Coordinated Scheduling for MoE LLM Serving

Serving Mixture-of-Experts (MoE) large language models (LLMs) is challenging because dynamic request workloads interact with sparse expert routing, creating both data-parallel (DP) engine imbalance and expert-level hotspots. Existing LLM serving systems typically make these decisions in isolation: frontend schedulers route requests using coarse request counters, while backend expert balancers rely mainly on aggregate expert activation counts. This separation prevents the serving system from reacting to fine-grained engine pressure, backend MoE pressure, and source-dependent expert traffic. To address this gap, we propose Gimbal, a coordinated cross-level scheduling system for efficient MoE-based LLM serving. First, Gimbal presents a fine-grained DP-engine scheduler that uses online backend pressure signals, including key-value (KV) cache usage, remaining prefill work, queue pressure, and MoE expert pressure, to dispatch requests away from overloaded engines. Inside each engine, Gimbal further applies a lightweight prefill-aware queue ordering policy with aging to reduce head-of-line blocking without output-length prediction. Second, Gimbal extends expert load balancing with online source-DP-to-expert routing statistics and uses a heuristic guided by a mixed-integer nonlinear program (MINLP) to place experts while jointly considering expert load, source-aware communication, and migration stability. Our evaluation shows that Gimbal reduces average Time To First Token (TTFT) by 42.9% and average Time Per Output Token (TPOT) by 33.3% compared with the state-of-the-art serving system vLLM, while improving high-load request throughput by 3.0%.

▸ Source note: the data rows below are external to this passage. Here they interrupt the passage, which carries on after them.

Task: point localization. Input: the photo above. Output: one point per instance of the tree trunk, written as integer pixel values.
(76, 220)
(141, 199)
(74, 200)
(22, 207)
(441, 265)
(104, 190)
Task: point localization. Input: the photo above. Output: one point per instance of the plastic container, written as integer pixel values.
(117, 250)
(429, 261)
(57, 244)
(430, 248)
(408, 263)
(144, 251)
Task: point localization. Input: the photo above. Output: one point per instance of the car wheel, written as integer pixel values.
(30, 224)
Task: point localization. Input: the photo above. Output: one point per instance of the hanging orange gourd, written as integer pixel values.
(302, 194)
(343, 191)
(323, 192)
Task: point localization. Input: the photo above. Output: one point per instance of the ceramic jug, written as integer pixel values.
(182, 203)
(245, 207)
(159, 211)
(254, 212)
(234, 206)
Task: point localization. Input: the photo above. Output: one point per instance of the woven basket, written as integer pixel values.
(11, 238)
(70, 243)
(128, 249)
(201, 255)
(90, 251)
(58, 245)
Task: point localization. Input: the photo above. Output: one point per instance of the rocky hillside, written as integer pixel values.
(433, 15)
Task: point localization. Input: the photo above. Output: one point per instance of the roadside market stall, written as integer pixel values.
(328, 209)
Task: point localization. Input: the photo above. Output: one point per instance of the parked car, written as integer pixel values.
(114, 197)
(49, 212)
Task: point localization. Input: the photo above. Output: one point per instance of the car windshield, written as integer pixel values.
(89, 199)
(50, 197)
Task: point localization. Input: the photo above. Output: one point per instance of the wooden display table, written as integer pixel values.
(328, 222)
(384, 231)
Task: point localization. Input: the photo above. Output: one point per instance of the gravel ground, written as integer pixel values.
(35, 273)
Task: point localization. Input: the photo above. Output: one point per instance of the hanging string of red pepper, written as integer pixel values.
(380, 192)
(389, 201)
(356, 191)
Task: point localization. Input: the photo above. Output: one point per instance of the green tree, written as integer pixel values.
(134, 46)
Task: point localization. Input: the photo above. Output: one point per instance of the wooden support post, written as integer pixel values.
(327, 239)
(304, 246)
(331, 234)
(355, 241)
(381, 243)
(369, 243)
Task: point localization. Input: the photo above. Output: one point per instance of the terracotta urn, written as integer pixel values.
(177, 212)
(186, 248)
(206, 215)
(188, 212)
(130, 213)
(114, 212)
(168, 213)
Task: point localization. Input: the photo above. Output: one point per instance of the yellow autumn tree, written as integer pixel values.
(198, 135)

翻译：服务混合专家（MoE）大语言模型（LLM）极具挑战性，因为动态请求负载与稀疏专家路由相互作用，既造成数据并行（DP）引擎失衡，又引发专家级热点。现有LLM服务系统通常孤立地做出这些决策：前端调度器使用粗粒度的请求计数器路由请求，而后端专家均衡器则主要依赖聚合的专家激活计数。这种分离使得服务系统无法感知细粒度的引擎压力、后端MoE压力以及来源相关的专家流量。为解决这一问题，我们提出Gimbal——一种面向高效MoE LLM服务的协同跨层级调度系统。首先，Gimbal提出细粒度DP引擎调度器，利用在线后端压力信号（包括键值缓存利用率、剩余预填充工作量、队列压力和MoE专家压力）将请求从过载引擎分散调度出去。在每个引擎内部，Gimbal进一步采用轻量级预填充感知队列排序策略（结合老化机制），无需输出长度预测即可减少队头阻塞。其次，Gimbal通过在线源DP到专家的路由统计信息扩展专家负载均衡，并采用混合整数非线性规划（MINLP）启发式算法放置专家，同时兼顾专家负载、源感知通信和迁移稳定性。评估表明，与最先进服务系统vLLM相比，Gimbal将平均首Token延迟（TTFT）降低42.9%，平均每个输出Token时间（TPOT）降低33.3%，同时将高负载请求吞吐量提升3.0%。